От его ладоней ощутимо тянуло теплом.

— Сейчас по позвоночнику пройдусь. Где будет резать — кричи, не молчи.

Пальцы у него оказались сильными и при этом удивительно чуткими — двигались вдоль её хребта неспешно, будто что-то вычитывали под кожей.

Возле поясницы он чуть наддавил — и старушку прошило болью так, что она вскрикнула и невольно дёрнулась.

— Та-ак, — он удовлетворённо качнул головой. — Понятно. Зажало нерв, ещё и отёк, видать, после удара набух. Но это вытаскивается.

Она замерла, не решаясь поверить услышанному.

— Миша... выходит, поднимусь? Не лежачей останусь?

— Не лежачей, бабушка. Прихватило, конечно, основательно, давно пора было мной заняться, — но дело поправимое. На стометровку, может, и не выйдешь, а вот по огороду на своих двоих ходить будешь.

Он чуть усмехнулся в седеющие усы и достал из сумки тёмный стеклянный пузырёк.

— Я ведь когда отбывал срок, со мной в одной камере дед сидел. Костоправ — золотые руки, таких теперь и не сыщешь. Всю свою науку он мне отдал. Любил повторять: «Человеческая ладонь, родимый, любую аптеку за пояс заткнёт — главное знать, в какую точку нажать». Так что вот, и тюрьма, оказывается, иногда на пользу.

Он вылил на ладони густую, тёмную жидкость. По промёрзшему сарайчику тут же поплыл резкий запах — хвоя, смолистая живица, дёготь.

Растирать начал не спеша, мягко, давая коже привыкнуть, прислушиваясь к тому, как откликаются мышцы.

Потом руки пошли тяжелее, глубже.

Он отыскивал под пальцами узлы и продавливал их, не жалея.

Она сдавленно мычала в подушку, прокусив губу до солоноватого привкуса.

— Терпи, — голос его стал ровным, почти суровым, докторским. — Главное — ровно дыши. На счёт. Вдохнула — выдохнула. Ещё раз. Хорошо.

Поясницу будто паяльной лампой жгли. Пот тёк по вискам, ночнушка промокла до нитки, тело трясло уже крупной, ходящей волной. Но сквозь это мучение в неё медленно возвращалось что-то полузабытое, настоящее.

«Так и должно... — стучало в висках. — За это и плачу. Чтоб снова на ногах. Чтоб не бревном валяться. Подняться — всем назло, во что бы то ни стало».

Михаил работал, не произнося ни слова, сосредоточенный, точный — как мастер над тонким часовым механизмом.

— Чуть-чуть осталось... ещё немного потерпи...

И в какой-то момент жгучий вал внутри вдруг отступил, а на смену ему по телу разлилось странное, щекочущее тепло — словно по высохшему ручью наконец пустили воду.

Она почувствовала ноги.

Гудящие, налитые свинцом, неуклюжие — но свои, свои собственные.

Сеанс высосал из неё все силы до донышка.

Сорочка прилипла к мокрой спине, лицо сделалось белым, без кровинки, губы потеряли подвижность.

Михаил по-хозяйски поправил на ней одеяло, перевернул и легонько похлопал подушку.

— Ну, на этом твои страдания на сегодня кончились. Спи. Жилистая ты, Степановна. Стержень в тебе крепкий — выдюжишь, не сомневайся.

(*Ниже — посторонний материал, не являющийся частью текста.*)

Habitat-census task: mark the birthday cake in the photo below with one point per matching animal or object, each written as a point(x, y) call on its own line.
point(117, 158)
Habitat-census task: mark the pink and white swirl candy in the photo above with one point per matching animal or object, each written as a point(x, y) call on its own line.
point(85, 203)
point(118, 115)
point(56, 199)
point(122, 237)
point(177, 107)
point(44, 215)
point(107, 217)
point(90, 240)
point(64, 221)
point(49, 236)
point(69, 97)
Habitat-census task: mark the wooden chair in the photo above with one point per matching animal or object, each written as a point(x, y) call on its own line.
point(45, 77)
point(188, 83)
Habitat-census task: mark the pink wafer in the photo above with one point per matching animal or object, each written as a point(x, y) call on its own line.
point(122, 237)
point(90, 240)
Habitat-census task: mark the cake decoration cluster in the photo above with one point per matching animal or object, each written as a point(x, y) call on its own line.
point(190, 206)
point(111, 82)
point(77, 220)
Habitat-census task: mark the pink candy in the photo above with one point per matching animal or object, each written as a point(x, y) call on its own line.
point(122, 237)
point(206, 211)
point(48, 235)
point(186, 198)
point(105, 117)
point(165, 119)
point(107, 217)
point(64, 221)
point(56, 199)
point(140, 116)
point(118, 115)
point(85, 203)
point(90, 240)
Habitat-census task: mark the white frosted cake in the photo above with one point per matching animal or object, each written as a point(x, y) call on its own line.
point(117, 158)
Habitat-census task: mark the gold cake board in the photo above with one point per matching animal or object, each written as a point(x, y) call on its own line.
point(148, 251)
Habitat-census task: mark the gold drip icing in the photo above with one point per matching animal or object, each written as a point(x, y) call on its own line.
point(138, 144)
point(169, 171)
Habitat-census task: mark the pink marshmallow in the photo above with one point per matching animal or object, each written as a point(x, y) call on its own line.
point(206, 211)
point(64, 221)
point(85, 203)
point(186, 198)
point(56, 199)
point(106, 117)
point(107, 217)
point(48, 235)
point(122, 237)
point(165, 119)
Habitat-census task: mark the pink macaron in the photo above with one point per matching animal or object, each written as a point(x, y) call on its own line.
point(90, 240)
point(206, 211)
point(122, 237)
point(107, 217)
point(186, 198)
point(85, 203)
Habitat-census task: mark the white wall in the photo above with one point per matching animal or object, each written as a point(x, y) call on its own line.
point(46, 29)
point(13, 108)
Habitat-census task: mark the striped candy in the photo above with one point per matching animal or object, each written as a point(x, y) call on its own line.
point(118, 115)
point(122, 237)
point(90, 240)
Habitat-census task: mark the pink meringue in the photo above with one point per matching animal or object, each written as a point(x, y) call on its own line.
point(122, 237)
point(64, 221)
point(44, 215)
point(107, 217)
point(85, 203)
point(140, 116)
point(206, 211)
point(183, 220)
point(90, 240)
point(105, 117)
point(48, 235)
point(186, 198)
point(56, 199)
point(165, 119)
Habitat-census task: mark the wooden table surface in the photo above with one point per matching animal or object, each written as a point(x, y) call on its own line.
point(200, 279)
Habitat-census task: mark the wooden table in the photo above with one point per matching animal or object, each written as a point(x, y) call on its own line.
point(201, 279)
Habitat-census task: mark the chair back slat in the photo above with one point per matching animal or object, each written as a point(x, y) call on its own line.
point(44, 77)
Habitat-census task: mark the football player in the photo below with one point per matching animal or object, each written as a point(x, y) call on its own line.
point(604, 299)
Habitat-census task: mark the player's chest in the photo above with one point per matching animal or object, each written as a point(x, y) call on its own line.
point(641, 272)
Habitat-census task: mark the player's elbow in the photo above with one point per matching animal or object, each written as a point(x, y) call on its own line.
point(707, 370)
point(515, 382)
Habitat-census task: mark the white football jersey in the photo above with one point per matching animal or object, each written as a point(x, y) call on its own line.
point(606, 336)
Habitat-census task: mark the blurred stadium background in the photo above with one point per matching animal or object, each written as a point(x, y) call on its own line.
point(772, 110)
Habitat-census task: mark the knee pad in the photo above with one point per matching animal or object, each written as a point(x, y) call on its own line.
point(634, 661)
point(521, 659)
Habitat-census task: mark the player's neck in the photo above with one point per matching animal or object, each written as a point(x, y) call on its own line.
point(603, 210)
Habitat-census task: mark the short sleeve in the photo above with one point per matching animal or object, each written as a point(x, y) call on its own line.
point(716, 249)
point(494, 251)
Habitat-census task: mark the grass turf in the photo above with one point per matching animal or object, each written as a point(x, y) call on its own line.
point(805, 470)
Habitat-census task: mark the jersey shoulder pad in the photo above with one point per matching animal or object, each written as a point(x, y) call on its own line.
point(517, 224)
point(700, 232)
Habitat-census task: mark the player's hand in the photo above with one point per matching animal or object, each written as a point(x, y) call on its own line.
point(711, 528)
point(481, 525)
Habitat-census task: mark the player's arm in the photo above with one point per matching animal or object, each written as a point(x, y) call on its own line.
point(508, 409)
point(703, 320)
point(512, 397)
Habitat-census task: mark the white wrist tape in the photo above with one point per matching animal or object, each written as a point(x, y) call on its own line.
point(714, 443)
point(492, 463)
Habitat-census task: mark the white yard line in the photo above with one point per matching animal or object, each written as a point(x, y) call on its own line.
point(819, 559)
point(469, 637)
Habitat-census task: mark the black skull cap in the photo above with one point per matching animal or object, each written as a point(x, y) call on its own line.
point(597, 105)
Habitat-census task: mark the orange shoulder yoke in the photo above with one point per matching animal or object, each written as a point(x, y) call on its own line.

Он встал, бережно опустил тёмный пузырёк обратно в сумку.

— Загляну, как только рассветёт. Ложись со спокойной душой — теперь за тобой есть кому приглядеть.

Она с трудом разомкнула пересохшие губы:

— Миша...

Он замер у самого порога.

— Спасибо тебе, родной...

Фельдшер коротко мотнул головой, и где-то в уголках его глаз дрогнула тёплая искорка — почти улыбка. Через мгновение его силуэт растворился в густой темноте за дверью.

Подняли её не первые лучи и не петухи, а грохот во дворе. Снаружи уже вовсю шёл крик.

— Это наша земля! — взвизгивала Ольга, голос срывался. — Никакого права у вас сюда влезать нет! Тут хозяева — мы!

В ответ звучал мужской голос — негромкий, но такой, что было ясно: спорить бесполезно.

— Открывайте сарай.

— Идите отсюда! Там нет никого!

Анна Степановна замерла, не дыша. Сердце оглушительно ударилось о рёбра. Она опустила взгляд на собственные колени. Ноги... они были. Тяжёлые, налитые свинцом, ноющие от макушек до пяток — но это были ощущения, живые, настоящие, а не та чёрная пустота, в которой она прожила последние дни.

Она подоткнула под себя локти и одним усилием подтянулась — села. Голова поплыла, стенки времянки покачнулись, как корабельные борта, но через секунду всё встало по местам. Очертания мира сделались резкими.

У самого входа на ржавом гвозде висел её тёплый платок.

Сжав зубы, она сдвинула ноги с топчана и аккуратно опустила ступни на стылые доски. Перенесла вес. Колени дёрнулись, чуть не подломились — но удержали.

Она была на ногах. Качалась, ловила равновесие в пустоте, цеплялась взглядом за что попало — но стояла.

— Слава тебе, Господи... ведь стою же... — выдохнула она в утренний полумрак.

В замке щёлкнуло, и створка распахнулась. На пороге обнаружился молодой участковый — форма с иголочки, в руках папка. За ним крупным силуэтом темнел Михаил.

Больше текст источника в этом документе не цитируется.